It was around this time that I discovered all our Drupal people were fully committed so despite my complete ignorance of PHP, the Drupal deployment became my problem too. Fortunately there were good people on hand to answer my many questions - thanks especially to Martyn.
I've worked with a few CMSs and I have yet to meet one that I like. Having said that, Drupal is probably the one I hate the least so far. The big thing that Drupal gets right is that they acknowledge everyone's requirements are different and that for all but the most trivial sites, you will need to customise the behaviour of the CMS. With this in mind Drupal provides an architecture and an API that enables you to add new functionality and change core functionality without changing the core code. The fact that the Drupal developers have achieved this using PHP is nothing short of miraculous. The API is undeniably quirky but you can't go past the fact that it works.

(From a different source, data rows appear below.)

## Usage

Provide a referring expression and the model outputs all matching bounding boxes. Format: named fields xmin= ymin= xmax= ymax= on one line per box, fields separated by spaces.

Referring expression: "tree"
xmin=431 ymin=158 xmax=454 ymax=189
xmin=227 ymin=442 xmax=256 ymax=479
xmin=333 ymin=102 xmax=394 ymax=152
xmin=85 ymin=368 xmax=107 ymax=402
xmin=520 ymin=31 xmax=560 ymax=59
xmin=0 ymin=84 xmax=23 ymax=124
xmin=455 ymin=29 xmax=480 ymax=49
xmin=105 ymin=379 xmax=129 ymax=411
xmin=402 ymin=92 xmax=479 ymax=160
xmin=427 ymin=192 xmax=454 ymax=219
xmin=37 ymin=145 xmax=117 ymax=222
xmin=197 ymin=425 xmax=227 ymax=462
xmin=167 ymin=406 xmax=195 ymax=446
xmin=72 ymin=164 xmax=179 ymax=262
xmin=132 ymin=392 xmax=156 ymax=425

Another great thing about Drupal is the large number of modules that are available to drop into your installation. Some of them will even do stuff that's vaguely similar to stuff you want. I've come to the conclusion that the greatest value of these modules is that they provide sample code you can cut and paste when building your own modules to turn Drupal into exactly the system you want.
Another big win is that even though the core functions and add-on modules can be configured by pointing and clicking, they can also be configured from code. Martyn helped me set up an installation profile script which took me from nothing to fully configured in a little over a minute. Knowing you can burn down and completely recreate your development environment in minutes really helps to build confidence in the product and your ability to deploy it.
So I ended up building two custom modules to support:
Of course all that comes at a cost. Drupal performance sucks. Big time. No doubt a large part of that is all the hard work my custom code is doing and no doubt we could do magic with caching to make it suck less. But it doesn't matter because we were never going to install Drupal on our web servers anyway. We use wget to suck all the pages out into static files; run some fix-ups across it with a Perl script and rsync it up to the production server. For DR we just rsync to two servers instead of one.
At least my next assignment is Perl.